A limited T cell receptor (TCR) repertoire after allogeneic hematopoietic stem cell transplantation can be associated with poor clinical outcomes and greater susceptibility to infections. Jeroen van Heijst and colleagues have combined 5′ RACE PCR with deep sequencing technology to provide a reproducible and quantitative measure of the recovery of TCR diversity during the first year of transplantation with three commonly used stem cell sources in patients with various hematologic malignancies.
Michalina Gora and her colleagues have developed a tethered capsule endoscope in the form of a swallowable pill that does not require sedation and is the size of a one-cent coin. Once swallowed, the device was well tolerated and used to capture three-dimensional microstructural images of the digestive tract, particularly the esophagus, using optical frequency domain imaging. Feasibility was demonstrated in patients with Barrett’s esophagus, including high-grade dysplasia.

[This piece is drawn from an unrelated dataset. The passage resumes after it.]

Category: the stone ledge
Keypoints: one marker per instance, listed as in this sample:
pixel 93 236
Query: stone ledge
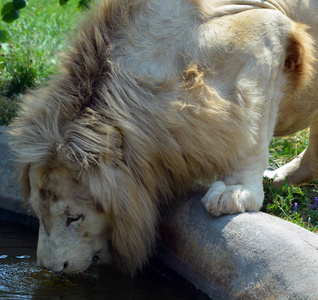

Much of the current understanding of oxygen transport at the capillary level comes from mathematical models. Building on earlier work, Alexandre Parpaleix and his colleagues use two-photon phosphorescence lifetime microscopy to show how brain activity can be noninvasively imaged from measurements of oxygen dynamics in capillaries. They demonstrate the presence of an oxygen partial pressure (PO2) initial dip at the level of capillaries and show that tissue PO2 can be inferred from erythrocyte-associated transient values.